Les routeurs : Routage dynamique (6/6)

To the non-french speaker, note that you can translate the articles using the Google Trad widget situated at the bottom of all pages.


Enfin nous arrivons au terme de cette série d’articles sur le routage. Dernier article donc, cette fois nous allons voir comment fonctionne le routage dynamique. Le routage dynamique, contrairement au routage statique, se fait quasiment automatiquement. Il est utilisé principalement afin de faire de la découverte de réseau, afin d’actualiser les informations de routage ou encore afin de déterminer une route de substitution.

Tout au long de cet article nous utiliserons cette architecture réseau :

architecture

Familier n’est ce pas ? 😏 Cette architecture repose donc sur quatre réseaux liés les uns aux autres grâce à trois routeurs. Encore une fois le but final de cet article sera de faire se pinger le PC0 et le PC1. Bon pour commencer on va attribuer des IP’s à nos ordinateurs puis on va configurer les interfaces de nos routeurs :

architecturepresqsuefinie

OK, maintenant il va falloir configurer le protocole de routage dynamique. Ce protocole s’appelle RIP (Routing Information Protocol). Pour cela rendons nous sur la CLI du routeur du réseau bleu :

rippremierrouteur.png

Entrez dans le mode de configuration privilégié :

enable

Puis dans le monde de configuration du terminal :

configure terminal

Et enfin dans le mode de configuration du protocole RIP :

router rip

routerip

Pour commencer nous allons indiquer au routeur que nous voulons qu’il utilise le protocole RIP en version 2. Pourquoi la version 2 est pas la 1 ? Eh bien la version 2 du protocole RIP est une amélioration de la première. Elle permet, entre autres, de gérer le routage classless (sous réseau) et est plus efficace quand il s’agit de communiquer les mises à  jour de routage. Pour plus d’informations je vous invite à lire cet article.

Pour activer RIPv2 on entrera cette commande :

version 2

version2.png

Ensuite il va falloir entrer cette commande :

no auto-summary

Elle va indiquer au routeur qu’il peut utiliser l’adressage IP classless c’est à dire qu’il va pouvoir prendre en charge la gestion des sous-réseaux.

Puis, pour chaque réseau avec lequel le routeur est connecté il va falloir entrer cette commande :

network 

Par exemple le premier routeur est connecté au réseau 10.0.2.0/24 et au réseau 192.168.1.0/24. On entrera donc ces deux commandes :

network 10.0.2.0
network 192.168.1.0

Pour finir on va indiquer au routeur que le réseau 192.168.1.0/24 est un réseau terminal, c’est à dire qu’il n’est connecté avec aucun autre routeur, afin de limiter l’utilisation de bande passantes sur le réseau 192.168.1.0/24.

En effet, les routeurs, pour découvrir les réseaux environnants, vont envoyer des paquets sur le réseau afin de communiquer avec le ou les autre(s) routeurs.
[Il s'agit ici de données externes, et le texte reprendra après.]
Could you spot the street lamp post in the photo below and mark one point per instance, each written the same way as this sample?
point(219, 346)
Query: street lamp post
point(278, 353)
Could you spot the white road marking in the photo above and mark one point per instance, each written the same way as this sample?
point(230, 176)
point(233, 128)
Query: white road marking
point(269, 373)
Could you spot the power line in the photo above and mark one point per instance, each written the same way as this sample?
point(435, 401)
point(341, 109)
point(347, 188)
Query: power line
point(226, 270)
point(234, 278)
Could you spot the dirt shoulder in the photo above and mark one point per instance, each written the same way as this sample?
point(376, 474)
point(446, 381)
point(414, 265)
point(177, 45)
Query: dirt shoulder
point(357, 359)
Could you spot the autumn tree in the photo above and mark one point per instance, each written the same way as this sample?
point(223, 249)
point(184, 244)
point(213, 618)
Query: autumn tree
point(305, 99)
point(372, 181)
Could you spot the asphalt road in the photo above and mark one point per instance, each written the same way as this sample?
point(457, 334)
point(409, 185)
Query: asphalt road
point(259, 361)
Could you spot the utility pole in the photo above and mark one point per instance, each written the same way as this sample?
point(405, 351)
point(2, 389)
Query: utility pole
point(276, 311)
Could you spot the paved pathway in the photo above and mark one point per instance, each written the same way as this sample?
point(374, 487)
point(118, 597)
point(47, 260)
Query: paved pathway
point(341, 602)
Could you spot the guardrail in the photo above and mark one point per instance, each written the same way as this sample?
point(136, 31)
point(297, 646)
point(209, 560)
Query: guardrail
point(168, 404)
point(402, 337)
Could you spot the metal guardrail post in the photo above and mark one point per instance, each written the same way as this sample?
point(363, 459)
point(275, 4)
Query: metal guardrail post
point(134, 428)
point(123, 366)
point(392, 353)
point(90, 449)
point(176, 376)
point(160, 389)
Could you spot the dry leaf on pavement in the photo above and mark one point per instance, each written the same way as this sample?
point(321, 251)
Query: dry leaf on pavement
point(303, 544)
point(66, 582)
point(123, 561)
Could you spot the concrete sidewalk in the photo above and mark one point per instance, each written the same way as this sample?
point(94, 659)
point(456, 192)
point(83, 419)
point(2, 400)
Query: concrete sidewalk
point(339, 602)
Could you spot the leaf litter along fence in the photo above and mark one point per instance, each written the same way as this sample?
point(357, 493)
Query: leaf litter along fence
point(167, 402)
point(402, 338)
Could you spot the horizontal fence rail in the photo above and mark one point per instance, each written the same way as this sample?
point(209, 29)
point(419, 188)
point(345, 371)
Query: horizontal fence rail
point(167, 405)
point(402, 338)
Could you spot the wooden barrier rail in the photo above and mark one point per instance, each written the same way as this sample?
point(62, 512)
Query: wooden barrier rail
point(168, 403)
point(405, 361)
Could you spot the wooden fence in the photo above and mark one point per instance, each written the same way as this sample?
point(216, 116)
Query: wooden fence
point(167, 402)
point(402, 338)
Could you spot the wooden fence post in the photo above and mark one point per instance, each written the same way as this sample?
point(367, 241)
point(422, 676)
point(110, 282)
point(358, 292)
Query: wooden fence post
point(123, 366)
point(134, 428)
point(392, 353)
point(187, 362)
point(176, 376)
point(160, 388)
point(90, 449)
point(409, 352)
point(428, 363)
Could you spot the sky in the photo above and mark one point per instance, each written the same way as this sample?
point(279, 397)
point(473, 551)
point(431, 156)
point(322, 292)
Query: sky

Ces paquets sont envoyés par défaut toutes les 30 secondes et ça génère donc énormément de trafic. Pour limiter cette utilisation de bande passante on va tout simplement dire au routeur quelles sont les interfaces qui n’ont pas besoin d’utiliser le protocole RIPv2.

Dans notre cas, on voit bien que l’interface gigabitEthernet 0/1 constitue la seule et unique Gateway du réseau 192.168.1.0. On dira que donc c’est une interface passive :

passive-interface gigabitEthernet 0/1

On pourrait aussi faire en sorte que les routes par défaut soient transmises aux autres routeurs. Pour cela on utiliserait cette commande :

default-information originate

Mais dans notre cas, ça ne m’intéresse pas. Pour terminer, il nous suffira d’entrer cette commande :

end

Afin de quitter le mode de configuration du protocole RIPv2. Faites de même pour les deux autres routeurs, puis tentez de faire pinger le PC0 et le PC1…

ping.png

Tadaaaa ! Les ordinateurs peuvent se pinger ! Mais que s’est-il passé ? Eh bien au moment où nous avons configuré nos routeurs pour qu’ils utilisent RIPv2, ces derniers se sont envoyés sur le réseau le contenu de leurs tables de routage afin de partager leurs informations respectives. D’ailleurs si on regarde la table de routage du routeur du réseau bleu :

route.png

On remarque que ce dernier possède des entrées qui ont été apprises dynamiquement (symbolisé par le R)  et qui mènent aux deux réseaux distants (10.0.1.0/24 et 192.168.2.0/24).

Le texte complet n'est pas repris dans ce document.